What is the difference between Gemma 4 and Gemini?
Gemini is Google’s proprietary, cloud-hosted AI family. Gemma 4 is open-weight — you download the model weights and run them yourself. Gemma 4 is built on the same research as Gemini 3, but it’s smaller, has a shorter context window, and you host it yourself. Gemini is more capable for most tasks; Gemma is the option when you need local control, data privacy, or commercial freedom without per-token costs.

Can Gemma 4 run on a consumer GPU?
Yes, with quantization. The 31B and 26B models need an H100 to run unquantized. At 4-bit or 5-bit quantization, they’ll run on a 24GB consumer GPU like an RTX 4090 or 3090. The E2B and E4B edge models are designed for smartphones and single-board computers.

What licence does Gemma 4 use?
Apache 2.0. Commercial use is permitted, modification is permitted, redistribution is permitted. A significant change from the restrictive custom licence on Gemma 3 and earlier.

How does Gemma 4 compare to Llama 3 or 4?
Both are strong. Gemma 4’s edge model story is more developed for mobile and IoT, with direct chip manufacturer co-engineering. Llama has a larger established ecosystem. On server-side benchmarks, both are competitive. The choice typically comes down to deployment target and existing tooling.

Is Gemma 4 free to use commercially?
Yes. Apache 2.0 permits commercial use with no royalties or restrictions. Fine-tune it, ship it in a product, deploy it in a paid service — all fine.

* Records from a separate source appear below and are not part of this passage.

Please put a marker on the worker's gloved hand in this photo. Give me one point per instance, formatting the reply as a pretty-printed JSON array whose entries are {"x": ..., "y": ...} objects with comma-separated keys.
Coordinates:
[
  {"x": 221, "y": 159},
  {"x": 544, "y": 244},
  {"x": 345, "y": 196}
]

What is the context window for Gemma 4?
128K tokens for E2B and E4B; 256K tokens for the 26B MoE and 31B Dense. Competitive for a local model, but shorter than cloud Gemini models (1M+ tokens).

Can Gemma 4 process images and audio?
All four models process images and video natively. The E2B and E4B edge models also support audio input for speech recognition. The 26B and 31B are vision-only — no audio input.

What This Means for Open-Source AI

Gemma 4 lands at a moment when the open-source AI gap is closing faster than most forecasts suggested. A 31B model ranking #3 globally among open models, released under Apache 2.0, with edge variants that run offline on a Raspberry Pi — that picture would have been optimistic two years ago.

The Apache 2.0 switch signals something about how Google is thinking about this market. They’re not using Gemma as a licensing moat. They want adoption. And adoption means giving developers something they can build on without legal uncertainty.

For IT teams evaluating their AI stack: Gemma 4 belongs in the conversation for workloads where data sovereignty matters, where cloud API costs at scale are a real concern, or where offline capability is a requirement. It’s not a replacement for frontier cloud models on every task — but for a lot of real-world use cases, “good enough plus local” beats “best but cloud-only.”